The high ratio of the hormone levels in the adrenal vein as compared to levels in the peripheral vein points not only to the adrenal origin of the hormone (24), but also to the fact that peripheral synthesis contributed little, if any, to the hormone levels. Rapid and marked reduction of the hormones during the early postoperative week was strongly in favor of tumoral origin of the hormones and also elimination of the tumors.
In our series, all of the tumors were located in the left adrenal.
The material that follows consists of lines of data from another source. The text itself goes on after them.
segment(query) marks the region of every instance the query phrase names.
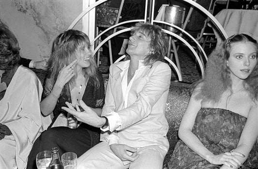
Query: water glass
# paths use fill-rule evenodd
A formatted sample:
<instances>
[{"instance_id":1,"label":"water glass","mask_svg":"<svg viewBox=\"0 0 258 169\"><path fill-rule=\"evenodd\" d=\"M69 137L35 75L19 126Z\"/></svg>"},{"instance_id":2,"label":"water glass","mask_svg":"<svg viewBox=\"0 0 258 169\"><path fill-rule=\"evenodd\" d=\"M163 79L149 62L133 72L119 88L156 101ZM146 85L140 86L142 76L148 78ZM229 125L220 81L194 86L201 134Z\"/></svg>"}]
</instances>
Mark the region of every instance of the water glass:
<instances>
[{"instance_id":1,"label":"water glass","mask_svg":"<svg viewBox=\"0 0 258 169\"><path fill-rule=\"evenodd\" d=\"M75 153L64 153L61 156L61 161L64 169L76 169L77 168L77 155Z\"/></svg>"},{"instance_id":2,"label":"water glass","mask_svg":"<svg viewBox=\"0 0 258 169\"><path fill-rule=\"evenodd\" d=\"M40 152L36 156L36 162L38 169L47 169L51 161L51 151Z\"/></svg>"},{"instance_id":3,"label":"water glass","mask_svg":"<svg viewBox=\"0 0 258 169\"><path fill-rule=\"evenodd\" d=\"M77 119L73 115L67 113L67 127L70 128L75 129L77 127Z\"/></svg>"}]
</instances>

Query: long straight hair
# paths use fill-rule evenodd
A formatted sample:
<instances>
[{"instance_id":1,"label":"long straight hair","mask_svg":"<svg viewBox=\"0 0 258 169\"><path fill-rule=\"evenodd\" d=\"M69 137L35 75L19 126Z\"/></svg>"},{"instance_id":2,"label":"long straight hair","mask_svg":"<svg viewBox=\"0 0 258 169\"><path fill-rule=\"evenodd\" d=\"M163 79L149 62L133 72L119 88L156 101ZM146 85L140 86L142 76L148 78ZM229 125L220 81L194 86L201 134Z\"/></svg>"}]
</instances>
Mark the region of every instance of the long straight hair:
<instances>
[{"instance_id":1,"label":"long straight hair","mask_svg":"<svg viewBox=\"0 0 258 169\"><path fill-rule=\"evenodd\" d=\"M233 44L250 43L256 47L257 58L258 47L257 41L245 34L235 34L217 46L209 57L206 64L204 78L193 84L192 90L198 84L202 83L200 92L196 98L202 102L211 101L217 103L220 100L222 94L229 90L231 94L232 80L230 71L227 66ZM258 64L247 78L243 80L243 85L254 100L258 100Z\"/></svg>"}]
</instances>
It seems that adrenocortical tumors are more prevalent in the left side (13,14,25,26); although this has not always been the case (2,19,27,28). Histopathologic diagnosis was benign adrenocortical adenoma in all cases, but vascular and capsular invasion noted in cases no 1 and 4, and the weight of the tumor in case no 3 raised a possibility of malignant nature of these tumors; however, the long-term post-surgical follow-up of 2 to 12 years showed the benign nature of these neoplasms.
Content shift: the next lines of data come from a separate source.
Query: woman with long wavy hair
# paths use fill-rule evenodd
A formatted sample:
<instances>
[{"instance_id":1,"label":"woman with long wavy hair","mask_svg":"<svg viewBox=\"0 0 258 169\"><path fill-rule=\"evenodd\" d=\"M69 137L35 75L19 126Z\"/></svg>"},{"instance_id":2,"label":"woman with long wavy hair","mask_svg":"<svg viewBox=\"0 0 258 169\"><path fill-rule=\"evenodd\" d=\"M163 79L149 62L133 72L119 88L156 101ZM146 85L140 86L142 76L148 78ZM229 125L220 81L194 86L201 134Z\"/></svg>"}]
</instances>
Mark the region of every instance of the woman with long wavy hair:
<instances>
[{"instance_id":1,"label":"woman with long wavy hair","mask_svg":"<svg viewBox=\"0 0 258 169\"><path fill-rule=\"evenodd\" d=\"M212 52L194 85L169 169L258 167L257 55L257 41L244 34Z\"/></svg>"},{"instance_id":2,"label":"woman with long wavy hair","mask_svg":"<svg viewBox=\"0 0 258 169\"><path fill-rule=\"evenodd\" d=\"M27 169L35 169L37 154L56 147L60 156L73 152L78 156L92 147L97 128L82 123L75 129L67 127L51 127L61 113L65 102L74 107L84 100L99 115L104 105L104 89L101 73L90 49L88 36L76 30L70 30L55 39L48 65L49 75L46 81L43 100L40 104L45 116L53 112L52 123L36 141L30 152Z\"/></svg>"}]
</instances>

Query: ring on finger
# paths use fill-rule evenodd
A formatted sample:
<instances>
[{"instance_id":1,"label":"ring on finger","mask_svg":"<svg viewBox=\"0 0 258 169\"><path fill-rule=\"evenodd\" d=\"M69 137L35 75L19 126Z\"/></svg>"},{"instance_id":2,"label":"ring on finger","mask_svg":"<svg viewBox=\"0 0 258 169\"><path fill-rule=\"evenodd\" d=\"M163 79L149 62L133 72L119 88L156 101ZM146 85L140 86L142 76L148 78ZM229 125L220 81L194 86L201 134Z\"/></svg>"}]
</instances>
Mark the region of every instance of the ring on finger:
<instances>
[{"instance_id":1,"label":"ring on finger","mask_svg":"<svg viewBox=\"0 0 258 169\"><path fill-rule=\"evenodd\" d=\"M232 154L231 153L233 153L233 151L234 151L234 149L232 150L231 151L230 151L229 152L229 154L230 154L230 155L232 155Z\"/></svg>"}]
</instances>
Our findings are in accordance with data reported by other investigators who showed that in childhood functioning adrenocortical tumors, the size and weight of the tumors are more important factors in determining the benign or malignant nature of the tumor. Indeed, tumors weighing less than 100 grams have a benign nature and a favorable prognosis (29,30,31,32,33).
In some studies, functioning adrenocortical tumors are reported to have a good prognosis (13). This finding may be just due to earlier diagnosis because of earlier clinical manifestations secondary to hormone over secretion (19). There has been no significant difference in prognosis between functional and nonfunctional tumors in other series (19,25,34). Some but not all studies have shown that prognosis is better in children in comparison to adults (2,13,16,19,28,30,34). Age may not be a major prognostic determinant when other more important factors such as size and weight of the tumor are taken into account.
In conclusion, this study supports the notion that childhood and adolescence adrenocortical tumors usually present with clinical manifestations that should be immediately diagnosed and surgically treated to avoid untoward complications. Thorough evaluation of hormonal profile, irrespective of hormone-related clinical manifestations, will reveal the usually multi-hormonal secreting nature of the tumors. Assessment of adrenal venous effluent hormones has shown that hormones are directly secreted from the tumor and peripheral conversion has little contribution to peripheral hormone levels.
The authors wish to thank the patients and their parents for making the study possible.